A couple of days after he left, we were chatting and he told me that what I said really hurt him and that he had some time to think about everything now and that he is not sure if he can give us another chance. That he is not sure, if he can take it again if things won’t change. That is when I realized that I do need to take action and work on my issues. I want us to be happy again and I’m willing to do whatever it takes to make that happen. I scheduled an appointment with a Counselor on base here (in two days) and did a lot of soul searching. This “depression” about my infertility isn’t my only issue. I have serious problems in trusting people. Thus, I don’t really have any friends. I have told my husband that I realize, that my behavior was really hurting him and that I see that I need to get some help to overcome my problems and if he would be willing to go to couples therapy with me when he gets back, so we can try to improve the communication. Well, he said that right now he doesn’t want to talk about it and just think about what he wants to do. So I decided to give him time to think and did not contact him anymore. No more emails apologizing for my behavior or begging him to give us another chance. I told him though, that I’d focus on myself and try to work through my problems. We still chat online, he still tells me he loves me, but as soon as I bring up the topic of trying to make things work again, he shuts down. Sometimes he’ll ignore me for the rest of the day or just start to talk about something else. I am very determined to actually work on my problems now. I read books about relationships and am learning to show my feelings. But I’m not sure how much good that will do, if he’s not willing to do anything for our marriage anymore. What am I supposed to make of his behavior? I’m worried, that maybe he’s not telling me everything. That maybe he’s starting to develop some feelings for someone else and doesn’t want to tell me. I do believe that he loves me, otherwise he wouldn’t have put up with all my issues for that long already. But maybe it’s just not enough anymore.. But how am I supposed to show him, that I am working on myself, if he’s not around and doesn’t want to talk about it?


----------



## RDL (Feb 10, 2012)

In order to improve your situation I would suggest two things for both you and your partner: 

1. Get informed on the basic skills of building a balanced long term relationship.
2. Diligently practice those skills to form the healthy habits necessary for long term success.
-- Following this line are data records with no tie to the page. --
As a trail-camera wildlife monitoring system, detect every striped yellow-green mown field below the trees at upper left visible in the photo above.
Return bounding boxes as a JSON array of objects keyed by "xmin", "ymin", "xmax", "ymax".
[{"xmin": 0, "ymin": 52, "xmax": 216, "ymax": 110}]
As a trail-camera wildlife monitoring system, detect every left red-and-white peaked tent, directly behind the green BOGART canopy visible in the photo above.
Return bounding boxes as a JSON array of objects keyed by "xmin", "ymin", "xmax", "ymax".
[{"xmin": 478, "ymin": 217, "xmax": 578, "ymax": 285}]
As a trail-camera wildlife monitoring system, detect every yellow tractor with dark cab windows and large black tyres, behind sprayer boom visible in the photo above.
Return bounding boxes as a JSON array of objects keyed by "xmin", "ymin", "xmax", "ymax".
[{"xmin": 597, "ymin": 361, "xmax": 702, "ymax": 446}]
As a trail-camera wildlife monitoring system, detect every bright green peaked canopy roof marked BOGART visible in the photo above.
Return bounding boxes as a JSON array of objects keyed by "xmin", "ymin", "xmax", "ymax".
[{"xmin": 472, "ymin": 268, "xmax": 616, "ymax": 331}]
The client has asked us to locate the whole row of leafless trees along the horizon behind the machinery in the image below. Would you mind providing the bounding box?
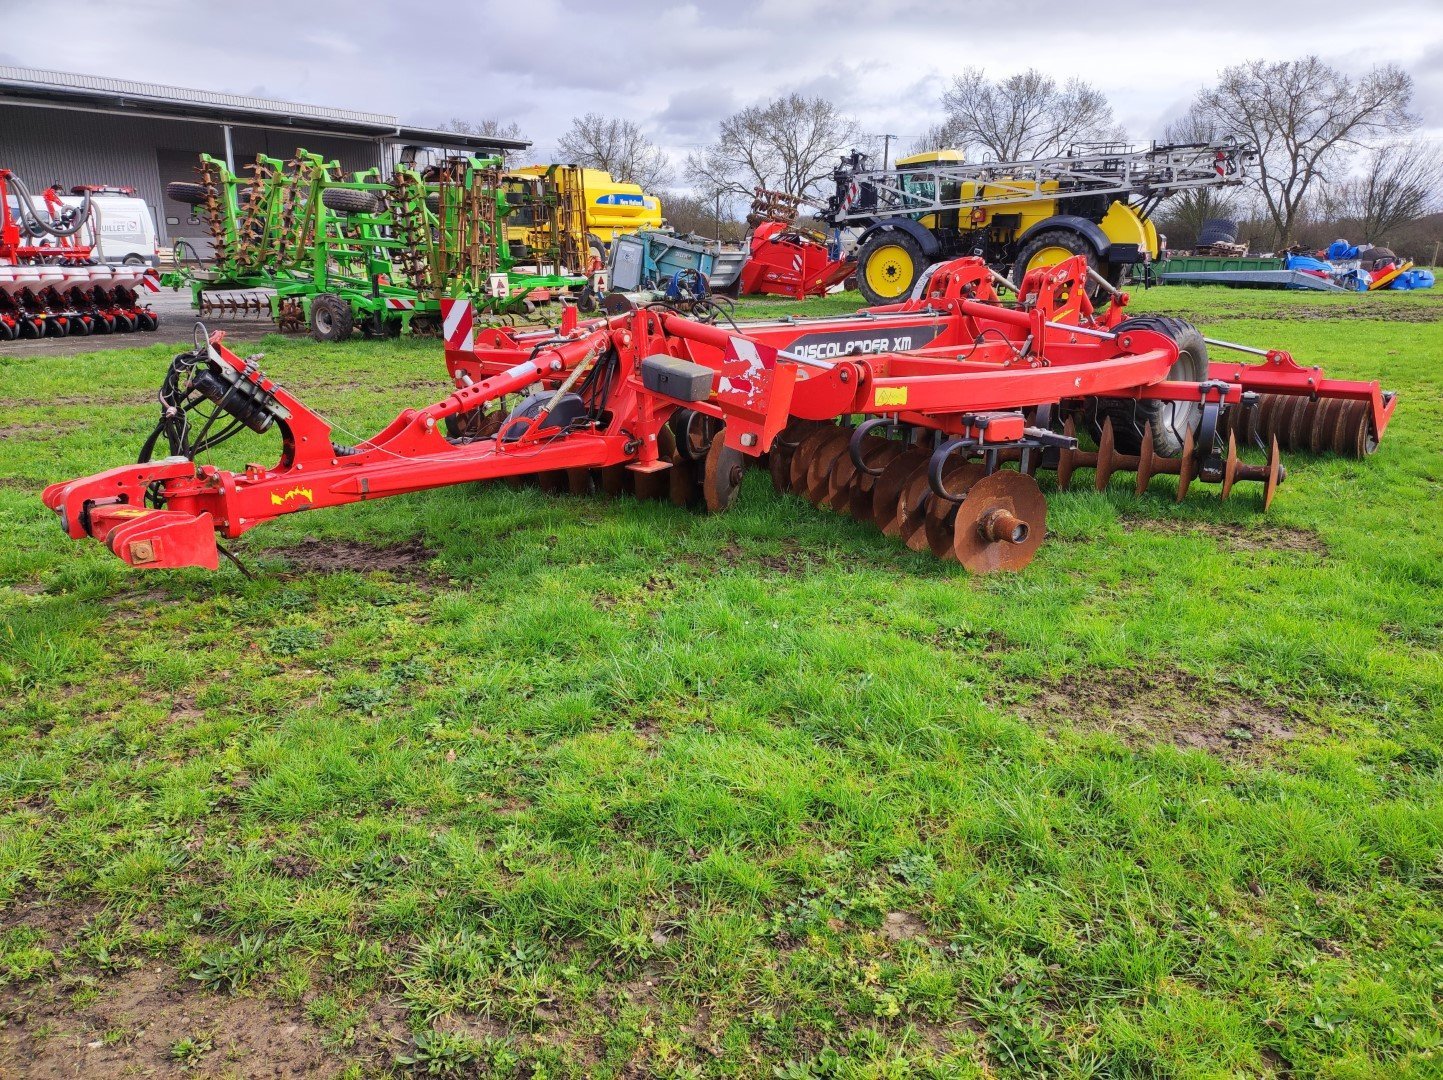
[452,56,1443,257]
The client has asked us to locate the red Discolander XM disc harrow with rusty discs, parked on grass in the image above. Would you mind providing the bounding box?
[43,258,1395,572]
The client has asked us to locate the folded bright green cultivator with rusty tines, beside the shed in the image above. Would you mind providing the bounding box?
[162,150,592,341]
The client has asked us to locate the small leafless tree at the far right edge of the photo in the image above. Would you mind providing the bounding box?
[1323,141,1443,244]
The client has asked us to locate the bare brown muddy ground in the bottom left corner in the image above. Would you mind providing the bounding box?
[0,963,336,1080]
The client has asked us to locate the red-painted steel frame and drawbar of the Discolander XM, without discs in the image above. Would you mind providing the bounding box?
[43,258,1394,569]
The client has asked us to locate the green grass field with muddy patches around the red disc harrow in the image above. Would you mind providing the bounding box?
[0,282,1443,1079]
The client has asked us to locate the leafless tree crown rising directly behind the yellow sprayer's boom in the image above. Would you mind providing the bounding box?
[928,68,1123,162]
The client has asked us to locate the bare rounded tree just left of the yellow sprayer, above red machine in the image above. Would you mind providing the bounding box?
[687,94,859,198]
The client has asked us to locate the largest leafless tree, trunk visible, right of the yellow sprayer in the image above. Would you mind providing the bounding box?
[1195,56,1416,245]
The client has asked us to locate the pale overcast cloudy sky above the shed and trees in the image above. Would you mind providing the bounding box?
[0,0,1443,176]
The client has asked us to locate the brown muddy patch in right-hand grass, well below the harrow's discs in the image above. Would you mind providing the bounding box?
[1010,669,1306,758]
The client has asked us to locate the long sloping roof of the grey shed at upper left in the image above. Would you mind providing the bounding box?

More specifically in your case you need to focus on the communication skills with men. Chances are your husband is not emotionally willing to discuss his feelings which is normal among men and similarly as a woman you think that you need him to share feelings to resolve things which again for a man is not true. It is true for a woman. 

In order to improve your current situation firstly if he is in the same house as you have sex with him daily including a blow job. 

Secondly, and this applies if he is far away too, you need to develop the skill of communicating to him in a way that shows respect, trust and appreciation. This is what a man desperately needs from his partner. 

Many people think that somehow instinctively we will be able to respond to our partner's needs and that is a common dangerous misconception. 

As such getting informed of such basic differences between men and women and how to handle common challenges is a critical skill. He can learn and be motivated to show you the kind of affection you want and you can learn to support him emotionally the way he wants. The key aspect is learning as instinctively we offer what we would like to receive.

Please keep in mind that understanding such concepts is not enough. Similarly to going to the gym you need to persevere in practicing these habits to bring about positive long term change.

As to where to start, a very good materials is "John Gray Men are from Mars, Women are from Venus". I will also list here for your references the 4 areas a woman and 4 areas a man needs to cover in a balanced relationship:

*Motherly
*
A woman needs to be like a mother in a relationship. A good mother takes care of her children, she is patient loving and forgiving. If a father is the pillar the mother is the foundation and together they stand up. 

*Partner*

Men naturally connect to one another by doing activities together, working or hobbies. It is very important for a man to feel that his woman is a partner to him in some activities. Possibilities include: a business, a career, hobbies, outings, sports etc… A man must respect the woman’s level of skill so that he will consider her a worthy partner in such activities. Also known as common interests.

*Supportive*

Be proficient in supporting your partner emotionally. Generally this equates to showing respect to the man. We can categorize the emotional support a man needs into 6. 
Trust –You trust his skills in dealing with his problems. You respect and trust his judgment and his abilities.
Acceptance - he needs to feel that he pleases you. He needs to feel you accept and appreciate him for who he is and not trying to change and improve him. 
Appreciation – he would like to feel that you are grateful for the love and respect he shows you, that you are grateful for his providing for you and not that routine daily activities are no longer worthy of appreciation.
Admiration – you admire his victories and his displays of skill 
Approval - you approve of him as a person and of his behavior. 
Encouragement – you encourage him in a positive way to grow and evolve in skill and status, especially when he experiences setbacks

*Eager and diverse lover*

You are eager to make love to him often and to please him in bed searching for different ways to do so. You like diversity and like to experience the full spectrum of intimacy with him.


----------